Structured abstract:

Background:  Research has been done on supported employment for people with psychiatric disorders; however, little of it has been focused "on variables that moderate the relationship between service intensity and vocational outcomes" (p. 1067)
Purpose:  The study reviewed "four aspects of service intensity in a supported employment program" (p. 1067): 1. Average level of service intensity 2. Association between service intensity and weeks worked 3. Individual demographics and clinical variables associated with service intensity 4. Individual characteristics that moderate the relationship between service intensity and weeks worked
Setting:  The setting included 2 Psychiatric Rehabilitation Centers located in Chicago, Illinois.
Study sample:  The sample was made up of 96 participants in the IPS group and 98 in the diversified placement approach group.

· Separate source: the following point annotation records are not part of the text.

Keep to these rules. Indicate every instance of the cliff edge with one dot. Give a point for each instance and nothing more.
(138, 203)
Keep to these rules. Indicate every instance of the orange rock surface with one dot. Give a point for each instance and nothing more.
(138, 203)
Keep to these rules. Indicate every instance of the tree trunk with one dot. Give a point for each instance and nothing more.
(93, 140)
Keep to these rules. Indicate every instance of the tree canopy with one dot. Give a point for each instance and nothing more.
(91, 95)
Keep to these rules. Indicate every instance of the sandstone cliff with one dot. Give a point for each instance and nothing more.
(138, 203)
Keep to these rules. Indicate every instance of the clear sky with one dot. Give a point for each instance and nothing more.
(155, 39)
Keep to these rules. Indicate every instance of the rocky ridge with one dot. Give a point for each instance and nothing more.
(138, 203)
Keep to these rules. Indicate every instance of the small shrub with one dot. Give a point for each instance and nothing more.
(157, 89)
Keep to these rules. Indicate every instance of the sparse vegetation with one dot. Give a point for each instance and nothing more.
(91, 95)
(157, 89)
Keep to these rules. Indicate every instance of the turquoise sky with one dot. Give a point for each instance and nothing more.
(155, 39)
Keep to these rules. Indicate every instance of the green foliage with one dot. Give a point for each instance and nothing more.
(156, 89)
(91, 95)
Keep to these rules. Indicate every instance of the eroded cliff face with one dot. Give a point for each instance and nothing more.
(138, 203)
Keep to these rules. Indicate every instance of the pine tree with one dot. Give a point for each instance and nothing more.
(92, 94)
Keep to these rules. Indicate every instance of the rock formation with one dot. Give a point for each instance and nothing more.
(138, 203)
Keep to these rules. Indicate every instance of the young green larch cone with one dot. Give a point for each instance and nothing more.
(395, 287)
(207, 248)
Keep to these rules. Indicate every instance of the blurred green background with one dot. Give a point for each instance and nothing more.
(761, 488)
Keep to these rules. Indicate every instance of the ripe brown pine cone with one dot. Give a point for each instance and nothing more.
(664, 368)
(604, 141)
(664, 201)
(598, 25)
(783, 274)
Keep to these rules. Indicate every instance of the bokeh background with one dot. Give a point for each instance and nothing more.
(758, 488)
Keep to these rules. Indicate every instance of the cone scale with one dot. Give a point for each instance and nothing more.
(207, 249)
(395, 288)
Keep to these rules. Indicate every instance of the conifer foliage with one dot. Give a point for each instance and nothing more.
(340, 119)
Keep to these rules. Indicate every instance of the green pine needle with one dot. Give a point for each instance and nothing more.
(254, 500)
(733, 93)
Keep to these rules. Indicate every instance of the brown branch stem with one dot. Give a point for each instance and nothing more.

Participants were randomly assigned to the two groups, and 5 discontinued IPS services within the first 3 months, which reduced the sample size for IPS to 91.
Intervention:  The intervention was the Individual Placement and Support (IPS) model of supported employment
Control or comparison condition:  The comparison condition was the Diversified Placement Approach.
Data collection and analysis:  The intervention group was enrolled between 1999 and 2002, while data collection continued until 2004. Data were obtained from Threshold's PsychServe system and were measured in terms of hours of support. Clients were also completed a survey, which included demographics, as well as a self-report of number of weeks worked and number of years since last employment. The Positive and Negative Syndrome Scale was administered, as well as the number of lifetime hospitalizations and diagnosis (using DSM-IV). These were collected at baseline. Data were analyzed using SPSS 11.0 for Windows and Hierarchical Linear Modeling. Zeroes were recorded for participants' IPS contacts for quarters when they dropped IPS. Hypotheses were tested by totaling variables across the entire study and conducting hierarchical linear modeling regressions, as well as examining the data longitudinally by using the hierarchical linear model.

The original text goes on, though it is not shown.